There is so much not to like with this Steve Spurrier-Ron Morris dust-up in Columbia, S.C.  It’s hard to find anyone doing the right thing.

1. Start with Spurrier.  His remarks seemed directly not only at Ron Morris, the offending sports columnist for The State in Columbia, but also at any sports journalist who would be tempted to take on the Old Ball Coach.

It just seems a bit creepy when a coach turns his attention to the media who cover him and complains.  Most coaches don’t like the criticism that is written about them.  They are not expected to celebrate the First Amendment when they are on the receiving end of a blast.  But most coaches ignore it.

When Spurrier crossed that line, it was unfortunate and unnecessary.  It started with a refusal to answer questions both at a press conference and on a conference call.  It finished with a blunt statement on his weekly radio show.

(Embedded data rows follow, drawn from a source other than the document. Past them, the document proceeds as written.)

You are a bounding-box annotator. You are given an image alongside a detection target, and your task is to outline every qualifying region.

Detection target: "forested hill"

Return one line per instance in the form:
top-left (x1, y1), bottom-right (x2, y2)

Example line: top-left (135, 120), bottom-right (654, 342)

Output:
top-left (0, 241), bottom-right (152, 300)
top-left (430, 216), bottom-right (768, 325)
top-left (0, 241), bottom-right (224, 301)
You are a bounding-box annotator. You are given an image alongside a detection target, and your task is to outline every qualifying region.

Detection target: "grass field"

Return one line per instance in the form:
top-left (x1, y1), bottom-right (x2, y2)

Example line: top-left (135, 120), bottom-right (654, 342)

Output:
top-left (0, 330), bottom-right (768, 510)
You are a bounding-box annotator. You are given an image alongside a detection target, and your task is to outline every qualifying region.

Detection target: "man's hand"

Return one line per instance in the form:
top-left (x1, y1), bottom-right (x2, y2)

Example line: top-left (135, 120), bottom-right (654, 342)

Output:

2. Morris is not off the hook either.  The breaking point for many besides Spurrier came when Morris, in complaining about Spurrier’s high-handedness and the university’s unwillingness to rein him in, compared the situation to Penn State.  Throwing such analogies out require great care.  He was forced to apologize, but he should have known better.

As to whether Ron Morris is the journalistic buzz-saw Spurrier alleges, check out his recent column on Spurrier’s decision to play Connor Shaw against UAB.  I’ll be honest; I’ve read worse.  This doesn’t come close to what Skip Bayless would have said or what Jason Whitlock would have written in similar conditions.

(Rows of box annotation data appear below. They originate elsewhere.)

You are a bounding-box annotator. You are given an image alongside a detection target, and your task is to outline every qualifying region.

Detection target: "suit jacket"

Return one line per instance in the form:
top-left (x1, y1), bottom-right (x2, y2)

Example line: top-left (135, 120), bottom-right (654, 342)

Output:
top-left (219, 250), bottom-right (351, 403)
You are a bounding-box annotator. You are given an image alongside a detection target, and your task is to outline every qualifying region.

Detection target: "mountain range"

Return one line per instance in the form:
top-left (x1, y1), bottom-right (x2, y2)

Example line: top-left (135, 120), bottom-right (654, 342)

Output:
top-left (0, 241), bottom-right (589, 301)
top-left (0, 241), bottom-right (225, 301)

But this is the article that Spurrier was referring to as “very negative, critical toward me, slandered my name, my integrity,” adding, “The guy’s trying to tarnish and ruin my reputation as a coach.”  Really, Coach?  He comes off sounding awfully thin-skinned.

True, much of the controversy surrounding Morris involves an article he wrote more than a year ago that accused Spurrier of “poaching” Bruce Ellington from the USC basketball team.  The facts for that are definitely in dispute.  But the more recent column is light years away from that.

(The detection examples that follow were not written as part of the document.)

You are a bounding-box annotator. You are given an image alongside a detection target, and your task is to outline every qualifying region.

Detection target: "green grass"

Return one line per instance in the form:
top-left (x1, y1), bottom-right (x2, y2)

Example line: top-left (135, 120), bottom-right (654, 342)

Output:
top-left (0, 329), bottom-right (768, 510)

3. WOLO-TV, the ABC affiliate in Columbia, also looks bad.  The station managers cancelled the “Mondays with Morris” segment in light of the controversies.  The timing of such a move looks bad enough, almost like pandering to Spurrier.

But WOLO general manager Chris Bailey compounded the mistake with a statement that includes the following gem: “Free speech … was originally put in place to protect media and writers from government censorship.  It does not, however, protect the writer from consequences in the realm of public opinion or the marketplace.”  Perhaps, Mr. Bailey, but that is because the assumption is that the media themselves will enforce high standards of free expression and debate in the public interest, rather than cutting and running when the heat is turned up.

With this line of thinking, the station would be justified in refusing to air controversial editorial comments on important political issues, because it is the station and not the government making the decision.  That is sad.

4. Finally, the other journalists covering the University of South Carolina are not looking too brave.  Their silence on the issue is disturbing.  The only protests against Spurrier’s words came from national media like Gregg Doyel at CBS Sports.  The onlylocal protest came from Dan Cook of the Free Times, a Columbia weekly.  Nothing yet from the daily sports media.

It seems like Spurrier is getting a free ride from the beat writers covering USC.  They are open to the accusation that they are allowing Spurrier to intimidate and manipulate them.  And, the argument continues, they are letting him get away with it because they know that, as a winning coach, he has the fans’ support regardless of the ethics of his actions.

It is similar to the situation in Alabama (disclaimer: I am an Auburn fan), where the press covering Nick Saban seem reluctant to criticize or even address his treatment of the media.  Before the Western Kentucky game, when Saban went off on the sportswriters for underestimating WKU, the writers mainly joked about it.  The national media again was left to take Saban to task for a truly strange rant.

In both cases, the sports writers know that the fans – their readers – support the coach.  When the coach directly criticizes the media, the fans might respond by canceling subscriptions, or clicking on other websites.  It seems like the sports writers would rather “play ball” with the coach then stand up to him when he crosses the line, as Spurrier did with Morris.  They are intimidated by their readers as much as the coach.

Obviously, the treatment is different for coaches who are not winning.  Can you imagine what would happen if John L. Smith at Arkansas or Paul Johnson at Georgia Tech complained about the media at this point in the season?  The local media would rise up and attack.

Now think about coaches like Mark Richt at the University of Georgia.  He receives his share of criticism and comment, but does he chastise and try to manipulate the media?  He deals with it and moves on.

A colleague brought up another point.  Communities like Columbia, S.C., and Tuscaloosa, Ala., have a more provincial feel to them where coaches like Spurrier and Saban can get away with such treatment of the local media.  But the larger the city, the harder it is to pull that off.

Lane Kiffin knows that he can’t get away with it at USC, try though he did.  Any coach, pro or college, who would try that in New York City, Chicago, Washington, and maybe even Atlanta (considering Richt’s approach) would only make a bad situation worse.

But win or lose, big town or small town, what Steve Spurrier is trying to accomplish with the media in Columbia is wrong.  And I wish that more journalists would have the courage to stand up to him on it.